# #21021 AFX 2-Pack...



## Dushkwoneshe (Apr 27, 2012)

.
Finally took some saved cash and bought a MegaG*+* 2-Pack...

*#21021 AFX 2-Pack MegaG+...*










And I decided to just do this, because it seemed like a cool thing to do...

*Then Through Now...*


















*ThunderJet vs MegaG+... 1965 vs 2016...*









Wow! I didn't ramble on & on & on... Must be something wrong with me...

John
.

Meant to put this in the **Recent Acquisitions** thread... Whoops... If it's worth the trouble
to move it, please do...

.


----------



## MSwaterlogged (Feb 5, 2014)

I really like the comparison John.

Charlie


----------



## GT40 (Jan 18, 2014)

*WELL DONE John*


----------



## Bubba 123 (Sep 10, 2010)

LOVE that green/gold striped #2 !!!:thumbsup:

Bubba :wave:


----------



## Dushkwoneshe (Apr 27, 2012)

.
Thank you, very much Charlie and gt40...

I had the G*+* Ligier F1 pulled out for new project and set it beside the
new MG*+* and thought putting the different cars together for a photo
would be pretty bodacious... So I dug out some more...

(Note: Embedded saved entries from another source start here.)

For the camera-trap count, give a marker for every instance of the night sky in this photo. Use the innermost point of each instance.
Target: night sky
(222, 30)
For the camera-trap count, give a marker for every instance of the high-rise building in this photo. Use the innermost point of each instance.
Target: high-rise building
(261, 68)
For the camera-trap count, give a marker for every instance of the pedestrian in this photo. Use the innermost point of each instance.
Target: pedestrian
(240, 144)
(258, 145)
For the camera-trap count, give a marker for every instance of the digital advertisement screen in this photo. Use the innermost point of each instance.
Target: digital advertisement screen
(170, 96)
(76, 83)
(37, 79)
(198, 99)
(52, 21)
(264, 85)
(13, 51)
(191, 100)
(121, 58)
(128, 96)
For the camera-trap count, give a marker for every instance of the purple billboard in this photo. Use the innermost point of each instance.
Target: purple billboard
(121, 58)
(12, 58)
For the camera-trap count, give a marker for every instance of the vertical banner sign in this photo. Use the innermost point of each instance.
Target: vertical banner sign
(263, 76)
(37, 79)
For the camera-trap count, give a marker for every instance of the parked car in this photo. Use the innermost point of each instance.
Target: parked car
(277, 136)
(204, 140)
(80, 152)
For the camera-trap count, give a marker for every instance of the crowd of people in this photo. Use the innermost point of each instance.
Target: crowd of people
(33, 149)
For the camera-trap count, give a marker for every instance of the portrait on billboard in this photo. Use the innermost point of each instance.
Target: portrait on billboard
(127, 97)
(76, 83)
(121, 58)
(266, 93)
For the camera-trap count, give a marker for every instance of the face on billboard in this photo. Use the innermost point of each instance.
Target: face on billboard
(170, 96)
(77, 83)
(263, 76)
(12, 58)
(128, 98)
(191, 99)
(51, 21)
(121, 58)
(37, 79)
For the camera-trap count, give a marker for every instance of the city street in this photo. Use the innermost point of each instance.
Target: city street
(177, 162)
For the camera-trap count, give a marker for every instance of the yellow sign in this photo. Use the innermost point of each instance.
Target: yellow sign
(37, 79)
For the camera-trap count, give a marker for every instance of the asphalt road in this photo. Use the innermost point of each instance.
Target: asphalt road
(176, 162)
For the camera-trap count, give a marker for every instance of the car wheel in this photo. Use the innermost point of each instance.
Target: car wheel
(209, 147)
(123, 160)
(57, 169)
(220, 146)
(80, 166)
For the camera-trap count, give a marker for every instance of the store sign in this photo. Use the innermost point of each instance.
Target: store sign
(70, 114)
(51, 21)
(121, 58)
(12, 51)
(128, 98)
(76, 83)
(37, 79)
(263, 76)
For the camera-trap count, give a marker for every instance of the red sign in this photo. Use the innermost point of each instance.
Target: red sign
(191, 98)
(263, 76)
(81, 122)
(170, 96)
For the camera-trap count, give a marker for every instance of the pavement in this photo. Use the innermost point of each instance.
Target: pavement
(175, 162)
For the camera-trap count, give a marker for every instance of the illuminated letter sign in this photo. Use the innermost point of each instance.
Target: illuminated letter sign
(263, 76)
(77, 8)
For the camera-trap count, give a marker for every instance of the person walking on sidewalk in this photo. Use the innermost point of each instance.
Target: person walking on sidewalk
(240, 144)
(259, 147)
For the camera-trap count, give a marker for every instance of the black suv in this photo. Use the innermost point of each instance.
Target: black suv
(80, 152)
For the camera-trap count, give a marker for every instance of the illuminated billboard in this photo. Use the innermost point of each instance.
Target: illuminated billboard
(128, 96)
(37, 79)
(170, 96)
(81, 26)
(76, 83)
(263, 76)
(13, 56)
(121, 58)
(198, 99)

That green w/gold stripe #2 (Denny Hulme's Championship '67 Repco-Brabham
BT-24, I think) is a most beautiful car, Bubba... An easy car to love...
It's one of my favorites, for sure... Along with the red #11 (a '67
McLaren-BRM M5A, I'm pretty sure)... Both are always at the the
top of my lists...


But I think my all-time favorite (subject to change  ) is the G*+* of
Jacques Lafitte, #26 Ligier JS11, with a Ford-Cosworth DFV...

I absolutely love that body :thumbsup: :thumbsup: ...

John
.


----------